July 11, 2022
A project update from Butler County High School (Kentucky), a recipient of an Ocean Exploration Education grant to build capacity for ocean literacy and Science, Technology, Engineering and Mathematics (STEM) workforce development.
Determined to bring ocean exploration to her students at Butler County High School, a Title 1 School in rural Kentucky, second-year biology teacher Emily McAfee applied for ocean exploration education grant funding. Her goal was to inspire students to explore STEM careers through a project titled “Diving Deep into Marine Biology,” which included developing curriculum and purchasing supplies for a semester-long marine biology course that covered such topics as ocean exploration, conservation, and STEM careers through student-led, hands-on projects. She was awarded grant funds from NOAA Ocean Exploration and the National Marine Sanctuary Foundation for her project’s merits in building capacity for ocean literacy and STEM workforce development in a community that is located over 350 miles from the ocean.

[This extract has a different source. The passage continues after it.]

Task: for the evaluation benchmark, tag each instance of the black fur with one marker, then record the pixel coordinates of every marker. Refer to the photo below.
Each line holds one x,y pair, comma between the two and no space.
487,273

Project funds enabled 36 juniors and seniors to learn about ocean processes, seafloor features, underwater technology, and human impacts on the ocean, among other topics, over the course of 18 weeks. Throughout the semester, students created 3D models of seafloor features such as seamounts from NOAA Ocean Exploration bathymetric data from the Northwestern Hawaiian Islands. Students also designed, built, and tested remotely operated vehicles (ROVs) using SeaPerch kits and curriculum. Through the practical experience of designing an ROV, students were exposed to the iterative engineering design process, gained experience recording data, and were able to develop their own websites to communicate their scientific results and document the process from concept to completion.

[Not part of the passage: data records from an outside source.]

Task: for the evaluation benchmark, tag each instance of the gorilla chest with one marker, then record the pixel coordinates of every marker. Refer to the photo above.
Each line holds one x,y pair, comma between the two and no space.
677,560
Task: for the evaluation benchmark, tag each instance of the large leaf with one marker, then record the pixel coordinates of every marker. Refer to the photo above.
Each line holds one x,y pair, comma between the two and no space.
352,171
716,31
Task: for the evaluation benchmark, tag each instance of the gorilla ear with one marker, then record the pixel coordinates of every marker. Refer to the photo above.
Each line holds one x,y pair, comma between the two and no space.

To dive deeper into underwater technologies and careers in ocean exploration, McAfee’s class participated in a virtual live interaction with ocean explorers at sea on Ocean Exploration Trust’s Exploration Vessel Nautilus, where they were able to ask questions about deep-ocean discoveries and technologies aboard the ship. The class also visited the Tennessee Aquarium in Chattanooga, Tennessee, where they were able to explore some of the diverse organisms that are found in the ocean and learn about the connection from inland communities to deep-sea environments.
Students in the marine biology class partnered with students in the school’s STEM Club to plan and execute an outreach event for 27 local elementary students, carrying the lessons they learned forward to the next generation of young explorers and stewards.